Etwas Schilda ist aber immer noch drin. So definieren die Leitsätze Apfelmus immer noch als „gesüßt“. Es gibt aber einen Umweg für Hersteller, die dennoch ein ungezuckertes Apfelmus anbieten wollen. Sie müssten die Abweichung von den Beschreibungen in den Leitsätzen „hinreichend und rechtskonform kenntlich machen“, erklärte uns eine Sprecherin des Ernährungsministeriums. Was genau „hinreichend und rechtskonform“ ist, kann auch das Ministerium noch nicht sagen. „Die Auslegung der Vorschriften obliegt letztlich den Gerichten.“

RATGEBER

► Apfelmus ist noch häufig gesüßt. Wenn Hersteller es ohne Zuckerzusatz anbieten, schreiben sie das in der Regel gut sichtbar vorne aufs Etikett.

► Produkte, die Apfelmark heißen, enthalten nur den natürlichen Zucker aus den Äpfeln, im Schnitt knapp elf Prozent.

► Ausprobieren: Mit vier Esslöffeln Apfelmus kann man in Rezepten für Rührkuchen oder Muffins jeweils ein Hühnerei ersetzen.

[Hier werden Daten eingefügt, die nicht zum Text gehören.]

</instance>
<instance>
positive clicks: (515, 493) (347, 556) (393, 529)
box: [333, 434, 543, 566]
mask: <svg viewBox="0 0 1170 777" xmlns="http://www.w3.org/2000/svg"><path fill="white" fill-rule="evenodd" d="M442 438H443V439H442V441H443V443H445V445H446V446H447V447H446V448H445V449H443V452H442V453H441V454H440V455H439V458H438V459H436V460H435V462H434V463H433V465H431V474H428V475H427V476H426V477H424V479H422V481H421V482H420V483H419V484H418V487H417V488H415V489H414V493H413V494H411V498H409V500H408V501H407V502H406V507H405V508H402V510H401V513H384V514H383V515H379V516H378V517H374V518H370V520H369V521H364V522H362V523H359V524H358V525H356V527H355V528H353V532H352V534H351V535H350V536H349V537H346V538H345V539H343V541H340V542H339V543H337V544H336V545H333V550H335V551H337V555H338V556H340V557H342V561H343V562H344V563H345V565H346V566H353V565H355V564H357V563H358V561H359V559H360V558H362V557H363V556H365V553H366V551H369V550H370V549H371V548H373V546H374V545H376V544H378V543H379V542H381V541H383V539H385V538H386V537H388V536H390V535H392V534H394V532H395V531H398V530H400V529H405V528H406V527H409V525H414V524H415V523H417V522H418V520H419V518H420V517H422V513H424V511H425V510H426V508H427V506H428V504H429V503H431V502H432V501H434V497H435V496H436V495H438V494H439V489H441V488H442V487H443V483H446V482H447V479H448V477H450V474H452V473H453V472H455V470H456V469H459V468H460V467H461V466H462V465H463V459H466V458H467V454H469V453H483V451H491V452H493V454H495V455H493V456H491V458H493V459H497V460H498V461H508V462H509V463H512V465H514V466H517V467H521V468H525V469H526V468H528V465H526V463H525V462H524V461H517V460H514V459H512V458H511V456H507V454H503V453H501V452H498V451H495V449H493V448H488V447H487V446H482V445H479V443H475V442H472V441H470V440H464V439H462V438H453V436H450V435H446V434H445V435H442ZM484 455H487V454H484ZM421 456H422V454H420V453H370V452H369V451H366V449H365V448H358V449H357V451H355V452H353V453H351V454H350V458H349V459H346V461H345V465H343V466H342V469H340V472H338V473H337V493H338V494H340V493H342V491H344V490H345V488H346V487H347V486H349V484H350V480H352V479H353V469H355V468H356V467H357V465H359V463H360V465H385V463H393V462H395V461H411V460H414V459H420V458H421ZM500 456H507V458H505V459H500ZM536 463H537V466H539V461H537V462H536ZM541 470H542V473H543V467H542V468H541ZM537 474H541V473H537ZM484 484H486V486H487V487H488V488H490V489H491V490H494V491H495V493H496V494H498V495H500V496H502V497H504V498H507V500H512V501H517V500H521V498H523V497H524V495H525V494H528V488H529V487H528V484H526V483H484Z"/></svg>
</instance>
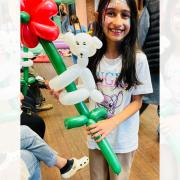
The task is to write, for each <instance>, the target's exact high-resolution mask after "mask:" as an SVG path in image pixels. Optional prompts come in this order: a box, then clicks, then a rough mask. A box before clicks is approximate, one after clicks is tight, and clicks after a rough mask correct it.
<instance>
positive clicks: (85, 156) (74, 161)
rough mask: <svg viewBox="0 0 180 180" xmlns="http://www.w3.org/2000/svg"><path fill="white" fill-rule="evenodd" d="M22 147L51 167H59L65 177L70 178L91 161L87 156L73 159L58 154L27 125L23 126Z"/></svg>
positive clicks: (65, 177)
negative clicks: (65, 157) (58, 155)
mask: <svg viewBox="0 0 180 180" xmlns="http://www.w3.org/2000/svg"><path fill="white" fill-rule="evenodd" d="M21 149H22V150H23V149H24V150H28V151H29V152H32V153H33V155H34V156H35V157H36V158H37V159H38V160H41V161H43V162H44V163H45V164H46V165H48V166H49V167H52V166H56V167H57V168H59V170H60V173H61V175H62V177H63V178H70V177H71V176H73V175H74V174H75V173H76V172H77V171H78V170H80V169H82V168H84V167H85V166H86V165H87V164H88V162H89V159H88V158H87V157H86V156H84V157H82V158H80V159H76V158H73V159H71V160H67V159H65V158H62V157H60V156H58V155H57V154H56V152H55V151H54V150H53V149H52V148H51V147H50V146H49V145H48V144H47V143H46V142H45V141H44V140H43V139H42V138H40V137H39V136H38V135H37V134H36V133H35V132H34V131H32V130H31V129H30V128H29V127H27V126H21Z"/></svg>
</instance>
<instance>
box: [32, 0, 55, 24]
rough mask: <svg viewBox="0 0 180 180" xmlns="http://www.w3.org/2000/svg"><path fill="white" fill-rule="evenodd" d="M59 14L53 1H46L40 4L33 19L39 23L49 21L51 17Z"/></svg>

Zuckerfreies Apfelmus vor Gericht? Wir hoffen, dass es nie dazu kommen wird, und stellen uns schon einmal vorsorglich auf die Seite derer, die Apfelmus ohne Zuckerzusatz anbieten. Wir finden es gut, dass in diesem Test bereits fünf von 15 Produkten mit Namen „Apfelmus“ ohne Zuckerzusatz dabei sind. Sie machen das – aus unserer Sicht – auf den ersten Blick deutlich kenntlich, etwa durch „0 % Zuckerzusatz“ im Produktnamen.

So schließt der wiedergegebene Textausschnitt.